Aminata Touré à Sonko : la reddition des comptes ne peut pas piétiner la justice
Ancienne Première ministre et figure politique de premier plan, Aminata Touré est montée au créneau pour répondre aux positions du Premier ministre Ousmane Sonko sur la reddition des comptes et le traitement de la dette publique.

Dans une prise de position remarquée, Aminata Touré a tenu à clarifier sa lecture de ce que doit être une reddition des comptes crédible au Sénégal. Pour elle, poursuivre les responsables de mauvaise gestion publique est une nécessité, mais cette démarche doit impérativement s'inscrire dans le respect des principes fondamentaux de l'indépendance judiciaire. En d'autres termes, il ne saurait être question de transformer les tribunaux en instruments au service d'une volonté politique, quelle qu'elle soit.
Ce débat s'inscrit dans un contexte de tensions politiques vives depuis l'arrivée au pouvoir du tandem Faye-Sonko en mars 2024. Le nouveau régime a fait de la lutte contre la corruption et de la reddition des comptes l'une de ses priorités affichées, en ouvrant des audits et des procédures judiciaires visant des personnalités de l'ère Macky Sall. Aminata Touré, qui fut elle-même Première ministre sous ce régime avant de rompre avec lui, connaît de l'intérieur les rouages du pouvoir sénégalais et parle donc avec une autorité particulière sur ces questions.
Sur la question de la dette, Mame Aminata Touré a également apporté des précisions, marquant une ligne distincte par rapport au discours tenu par Sonko. Sans remettre en cause la nécessité de faire la lumière sur les engagements financiers contractés par les gouvernements précédents, elle appelle à une approche rigoureuse et documentée, loin des raccourcis politiques.
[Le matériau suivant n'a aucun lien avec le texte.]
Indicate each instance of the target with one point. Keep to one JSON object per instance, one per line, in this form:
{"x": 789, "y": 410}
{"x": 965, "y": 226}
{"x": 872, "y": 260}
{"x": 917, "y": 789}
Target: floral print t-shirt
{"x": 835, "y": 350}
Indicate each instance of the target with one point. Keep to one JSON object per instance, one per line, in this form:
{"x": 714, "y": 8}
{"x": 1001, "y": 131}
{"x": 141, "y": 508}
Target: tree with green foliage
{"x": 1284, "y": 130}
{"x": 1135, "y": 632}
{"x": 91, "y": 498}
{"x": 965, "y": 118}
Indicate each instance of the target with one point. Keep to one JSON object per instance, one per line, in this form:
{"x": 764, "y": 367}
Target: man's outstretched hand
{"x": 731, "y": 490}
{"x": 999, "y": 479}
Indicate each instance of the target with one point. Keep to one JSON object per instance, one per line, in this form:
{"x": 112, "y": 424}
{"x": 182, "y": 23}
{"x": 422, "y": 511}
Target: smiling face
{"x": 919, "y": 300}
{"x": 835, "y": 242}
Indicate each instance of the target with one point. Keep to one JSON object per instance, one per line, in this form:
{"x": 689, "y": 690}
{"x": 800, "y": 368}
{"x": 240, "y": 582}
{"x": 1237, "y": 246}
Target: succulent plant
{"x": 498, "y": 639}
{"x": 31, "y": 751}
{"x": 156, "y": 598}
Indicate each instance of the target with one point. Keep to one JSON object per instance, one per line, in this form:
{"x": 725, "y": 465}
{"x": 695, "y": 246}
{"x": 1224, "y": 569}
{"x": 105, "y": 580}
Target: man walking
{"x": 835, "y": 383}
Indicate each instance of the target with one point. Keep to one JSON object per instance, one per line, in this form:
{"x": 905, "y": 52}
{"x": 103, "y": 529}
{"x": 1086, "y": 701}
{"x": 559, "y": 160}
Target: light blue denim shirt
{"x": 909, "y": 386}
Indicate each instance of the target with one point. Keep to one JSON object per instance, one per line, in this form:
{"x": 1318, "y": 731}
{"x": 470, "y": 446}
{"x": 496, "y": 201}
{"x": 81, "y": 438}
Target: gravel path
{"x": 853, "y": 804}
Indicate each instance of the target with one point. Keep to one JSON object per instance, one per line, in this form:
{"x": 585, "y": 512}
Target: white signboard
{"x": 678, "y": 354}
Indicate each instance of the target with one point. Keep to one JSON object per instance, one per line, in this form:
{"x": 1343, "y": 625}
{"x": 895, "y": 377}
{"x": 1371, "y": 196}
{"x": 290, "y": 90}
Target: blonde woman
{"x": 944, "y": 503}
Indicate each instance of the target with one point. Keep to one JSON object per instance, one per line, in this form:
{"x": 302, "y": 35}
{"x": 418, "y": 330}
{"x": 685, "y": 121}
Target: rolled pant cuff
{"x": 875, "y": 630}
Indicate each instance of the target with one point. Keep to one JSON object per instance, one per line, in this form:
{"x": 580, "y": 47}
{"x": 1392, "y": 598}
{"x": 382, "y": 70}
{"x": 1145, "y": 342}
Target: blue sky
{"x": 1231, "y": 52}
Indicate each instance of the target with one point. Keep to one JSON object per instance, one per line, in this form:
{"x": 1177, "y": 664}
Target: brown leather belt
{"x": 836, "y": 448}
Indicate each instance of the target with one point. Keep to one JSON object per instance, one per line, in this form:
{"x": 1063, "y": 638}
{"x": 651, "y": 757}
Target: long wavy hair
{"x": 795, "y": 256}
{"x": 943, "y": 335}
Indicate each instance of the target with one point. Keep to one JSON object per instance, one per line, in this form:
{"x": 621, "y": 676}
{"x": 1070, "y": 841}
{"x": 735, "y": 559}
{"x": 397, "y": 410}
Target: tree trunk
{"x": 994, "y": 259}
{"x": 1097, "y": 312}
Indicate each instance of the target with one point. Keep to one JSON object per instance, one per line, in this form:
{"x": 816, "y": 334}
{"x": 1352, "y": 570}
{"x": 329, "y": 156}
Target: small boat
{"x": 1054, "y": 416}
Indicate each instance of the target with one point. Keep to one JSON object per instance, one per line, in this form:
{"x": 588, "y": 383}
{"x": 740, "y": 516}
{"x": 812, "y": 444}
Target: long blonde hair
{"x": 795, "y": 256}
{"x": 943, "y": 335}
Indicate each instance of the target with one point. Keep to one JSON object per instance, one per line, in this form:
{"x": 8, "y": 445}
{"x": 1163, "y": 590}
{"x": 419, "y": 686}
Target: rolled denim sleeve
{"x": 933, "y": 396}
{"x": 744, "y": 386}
La question de la dette publique est sensible au Sénégal, où les révélations sur l'écart entre les chiffres officiels et la réalité des finances publiques ont alimenté une vive polémique depuis le début de l'année.
Au-delà du cas sénégalais, ce débat renvoie à une tension que connaissent de nombreux pays africains ayant vécu des alternances récentes : comment concilier la volonté légitime de rendre des comptes avec les garde-fous d'un État de droit ? En Afrique de l'Ouest notamment, plusieurs transitions ont vu des poursuites judiciaires perçues comme politiquement motivées, fragilisant in fine la crédibilité même des nouvelles autorités. C'est précisément ce risque qu'Aminata Touré semble vouloir signaler.
La sortie de l'ancienne cheffe du gouvernement illustre les fractures qui traversent désormais ouvertement l'espace politique sénégalais, y compris au sein de figures qui ont, à des degrés divers, soutenu ou accompagné l'opposition à Macky Sall. La question de savoir si le gouvernement Sonko saura tenir la ligne entre exigence de justice et respect des institutions reste entière, et les prochains développements judiciaires seront scrutés à cette aune.